The companies that survive will be "gorillas" successful in all drug fields in developed and emerging markets, says Hershkovitz. He says branded generics are key in emerging markets; they require a generic company's production capacity and an innovative company's selling power.
Also required is a strong presence in vaccinations, because of the infectious diseases that ravage developing countries. The ability to produce and market non-prescription drugs also plays an important role in these markets, Hershkovitz adds.
The companies he thinks are prepared to target developing countries are Sanofi, Pfizer, Novartis, Merck & Co. and GlaxoSmithKline. Meanwhile, Roche maintains the model of a large company that develops original drugs. Hershkovitz thinks Roche will be forced to adopt the decentralized model within five or six years, after it has been stung by generic versions of its biological drugs.

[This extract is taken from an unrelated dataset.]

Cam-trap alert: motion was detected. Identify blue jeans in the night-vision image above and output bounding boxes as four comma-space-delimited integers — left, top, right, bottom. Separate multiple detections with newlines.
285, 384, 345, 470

Hershkovitz says Teva isn't the clear choice for an investor seeking companies that will cope with market transformation. Teva isn't well-positioned in developing-market fields like biotechnology, generics and OTC drugs, though it has a foot in each of these, he says.
"I can't say if Teva will be independent in another five or 10 years, or if it will be swallowed up by a company like Johnson & Johnson," says Hershkovitz. "It's important to everyone in Israel's pharmaceutical industry that Teva maintain its independence, but this depends on Teva revamping its systems and reading the map correctly."